We are developing the social individualist meta-context for the future. From the very serious to the extremely frivolous... lets see what is on the mind of the Samizdata people.

Samizdata, derived from Samizdat /n. - a system of clandestine publication of banned literature in the USSR [Russ.,= self-publishing house]

Samizdata quote of the day

We are contemplating sanctions for misbehaviour in the healthcare and banking sectors; why not in the energy policy sector?

– Professor Michael J. Kelly, “Prince Philip Professor of Technology”, University of Cambridge, in a letter to the Times yesterday, putting Britain’s energy decision-makers right down where they belong, alongside central bankers, bankers, NHS malpractitioners, etc.. The Times is behind a pay wall, but Bishop Hill picked up on this, and has the whole (quite short) letter.

6 comments to Samizdata quote of the day

  • Rob Fisher (Surrey)

    Rolling blackouts will lead to…

    a) …greenery no longer politically possible due to all the riots and protests; sensible politicians at last.
    b) …everyone blaming it on immigrants who are using all our British electricity.
    c) …acceptance, as it becomes socially unacceptable to use more than one’s fair share of electricity in the name of sustainability.

    ???

  • Why fiddle about with half measures? Sanctions should be applied in every department across the board. Education comes to mind first, closely followed by commerce, and in our case Homeland Security. At the least the option of discontinuing the entire department should be kept open.

  • Paul Marks

    Once there was this old fashioned thing called “the rule of law” which included such things as punishment should only follow an actual crime – a violation of other persons or their possessions.

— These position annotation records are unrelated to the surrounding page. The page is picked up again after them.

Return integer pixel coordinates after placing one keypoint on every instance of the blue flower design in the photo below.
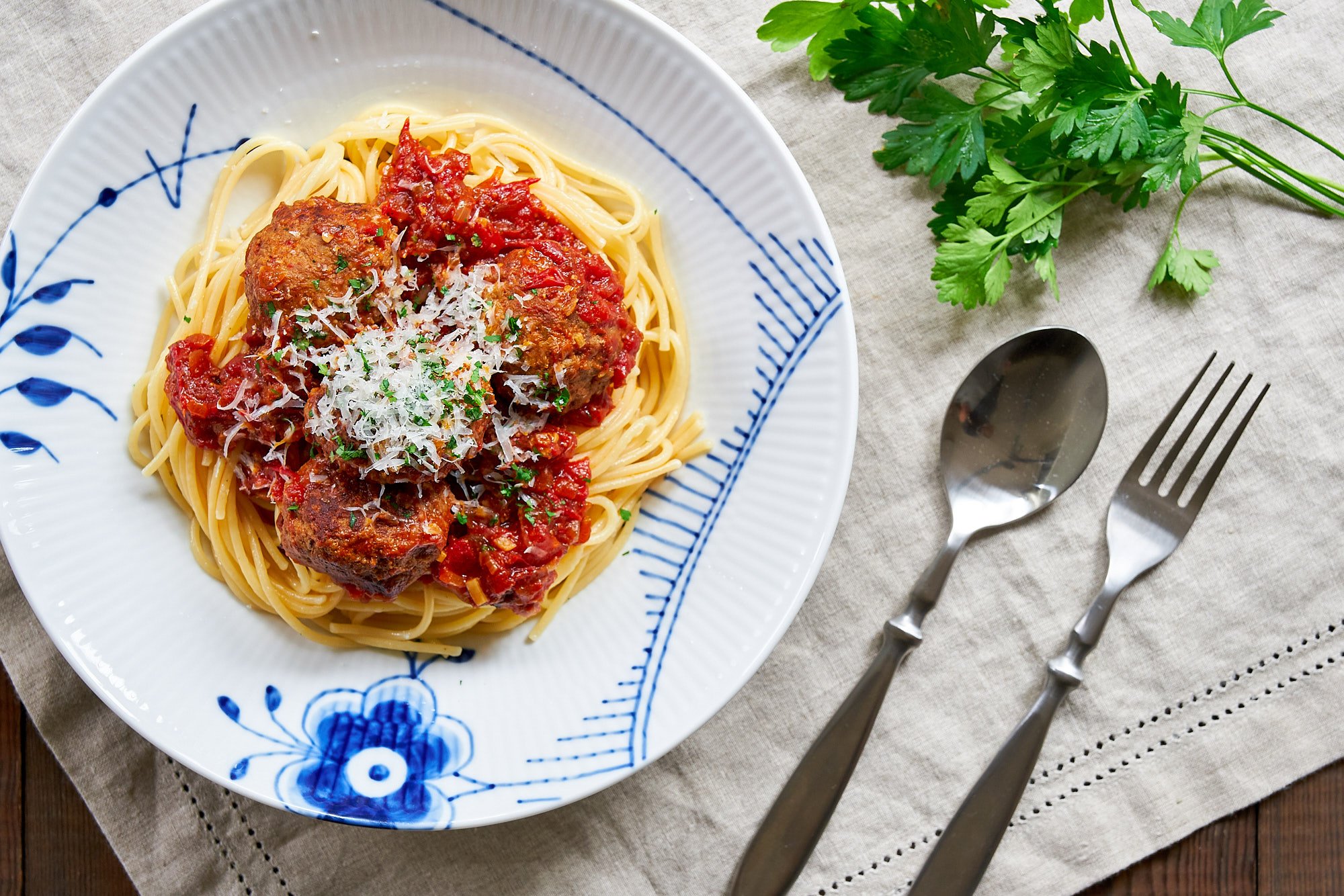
(381, 757)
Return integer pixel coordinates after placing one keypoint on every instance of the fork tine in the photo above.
(1209, 440)
(1146, 455)
(1202, 492)
(1190, 428)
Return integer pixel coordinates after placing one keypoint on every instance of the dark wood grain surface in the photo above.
(1290, 846)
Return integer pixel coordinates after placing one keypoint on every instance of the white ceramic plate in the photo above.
(726, 549)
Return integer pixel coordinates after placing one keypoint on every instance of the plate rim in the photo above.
(827, 525)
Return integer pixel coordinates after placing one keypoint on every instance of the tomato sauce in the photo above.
(528, 519)
(427, 194)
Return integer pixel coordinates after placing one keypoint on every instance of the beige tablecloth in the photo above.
(1221, 676)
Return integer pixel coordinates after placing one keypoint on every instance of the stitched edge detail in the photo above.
(210, 825)
(257, 846)
(1226, 684)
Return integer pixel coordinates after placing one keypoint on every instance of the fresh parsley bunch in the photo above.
(1050, 120)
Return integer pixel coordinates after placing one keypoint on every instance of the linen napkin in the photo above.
(1220, 679)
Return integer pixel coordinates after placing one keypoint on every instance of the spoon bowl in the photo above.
(1022, 428)
(1019, 431)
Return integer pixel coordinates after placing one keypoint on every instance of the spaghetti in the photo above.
(640, 439)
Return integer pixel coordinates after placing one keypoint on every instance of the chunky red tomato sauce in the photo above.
(501, 529)
(523, 525)
(427, 195)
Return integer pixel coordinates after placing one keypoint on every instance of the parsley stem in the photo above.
(1236, 104)
(1230, 80)
(1181, 208)
(1307, 181)
(997, 77)
(1124, 44)
(1046, 213)
(1307, 134)
(1232, 155)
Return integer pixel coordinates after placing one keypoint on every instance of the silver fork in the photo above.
(1143, 529)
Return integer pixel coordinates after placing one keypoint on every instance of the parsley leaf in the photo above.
(873, 64)
(1084, 11)
(1217, 25)
(1187, 268)
(1044, 57)
(1053, 119)
(1122, 128)
(792, 22)
(946, 138)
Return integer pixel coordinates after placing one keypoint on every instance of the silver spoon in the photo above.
(1019, 431)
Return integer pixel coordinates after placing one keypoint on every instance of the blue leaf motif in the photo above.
(44, 393)
(45, 339)
(42, 339)
(11, 261)
(229, 707)
(22, 444)
(56, 292)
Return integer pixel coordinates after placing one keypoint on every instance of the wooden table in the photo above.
(1290, 846)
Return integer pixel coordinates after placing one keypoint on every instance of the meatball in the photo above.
(374, 553)
(564, 310)
(310, 255)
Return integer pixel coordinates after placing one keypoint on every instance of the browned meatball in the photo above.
(376, 554)
(310, 253)
(549, 311)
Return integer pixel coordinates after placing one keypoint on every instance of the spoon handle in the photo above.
(800, 813)
(963, 852)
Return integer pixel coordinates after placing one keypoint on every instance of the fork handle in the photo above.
(962, 855)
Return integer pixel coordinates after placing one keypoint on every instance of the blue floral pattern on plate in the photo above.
(381, 757)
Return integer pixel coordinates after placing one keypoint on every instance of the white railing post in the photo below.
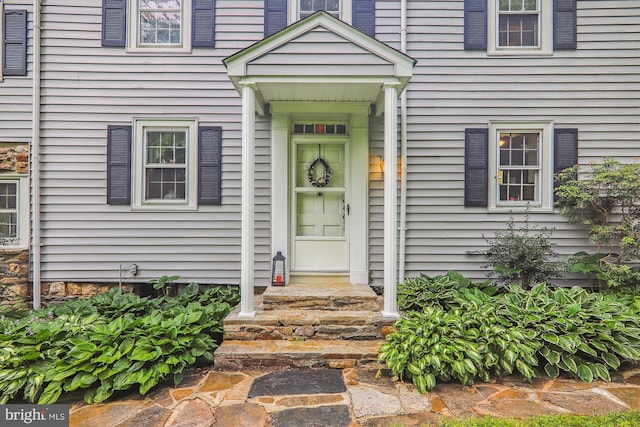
(247, 266)
(390, 200)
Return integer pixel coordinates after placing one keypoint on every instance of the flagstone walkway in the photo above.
(349, 397)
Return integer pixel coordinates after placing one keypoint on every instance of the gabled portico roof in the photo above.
(319, 58)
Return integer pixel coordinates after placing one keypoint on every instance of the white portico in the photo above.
(320, 80)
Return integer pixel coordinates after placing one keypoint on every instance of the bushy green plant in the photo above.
(586, 334)
(523, 255)
(442, 290)
(110, 342)
(606, 199)
(618, 419)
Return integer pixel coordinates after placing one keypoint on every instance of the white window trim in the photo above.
(133, 31)
(22, 208)
(545, 33)
(345, 13)
(191, 190)
(545, 187)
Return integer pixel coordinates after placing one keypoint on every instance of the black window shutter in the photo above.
(364, 16)
(203, 23)
(565, 149)
(209, 165)
(275, 16)
(475, 24)
(114, 20)
(476, 167)
(14, 43)
(564, 24)
(118, 165)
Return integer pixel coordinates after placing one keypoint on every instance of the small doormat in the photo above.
(302, 381)
(322, 416)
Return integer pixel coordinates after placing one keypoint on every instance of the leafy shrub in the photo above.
(447, 291)
(572, 330)
(606, 199)
(618, 419)
(110, 342)
(523, 255)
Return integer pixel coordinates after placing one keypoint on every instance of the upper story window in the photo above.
(160, 25)
(14, 211)
(308, 7)
(518, 23)
(300, 9)
(160, 22)
(520, 27)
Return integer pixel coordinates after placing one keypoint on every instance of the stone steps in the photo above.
(334, 325)
(306, 324)
(237, 354)
(311, 296)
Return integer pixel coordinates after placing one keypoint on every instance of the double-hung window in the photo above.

    Now a “crime” seems to be anything – even taking “risks” in banking, or general “misbehaviour”.

    Prof Pigou back in early 1900s Cambridge suggested that people who cut taxes should be sent to prison (the description of Pigou as a free market person in Keynes’ “General Theory” is an in-joke).

    So why not prison for climate change “denyers”?

    After all Thomas Hobbes “proved” long ago (against his straw man “student of the common laws of England”) that “law” is just the arbitrary will of the ruler or rulers – so if they want you to put you in prison for having blue eyes or for any other reason, that is O.K. then.

    Professor Kelly is just carrying on an old Cambridge tradition of totalitarianism (no limits on state power – the state being “total” in the words of the life long socialist Mussolini) – Kim Philby and the others would be proud of him.

    Of course there is another tradition associated with Cambridge – but who reads such people as Ralph Cudworth any more?

  • Julie near Chicago

    You people seem to be giving off large whiffs of disapproval. I don’t see why, as long as I get to decide what’s “misbehaviour.”

    There’s one other little problem, by the way. “Sanctioning” means either (roughly) “prohibiting; punishing,” or “allowing” with overtones of “blessing.” I also expect to be the one to decide which meaning to apply when. :>))

  • Nick (nice-guy) Gray

    If all he wants is to ‘contemplate’, then no harm has been done, surely?
    Soon, the term ‘troll’ might have this meaning- one who believes in The Rule Of Law (T.R.O.L.). We’ll be seen as old-fashioned throwbacks to a simpler age of limited government. Maybe the government will give us our own reservation! Won’t that be nice?

  • Richard Thomas

    Rob, consider

    d)People resorting to inefficient ways to use electricity during the blackouts such as generators and battery storage.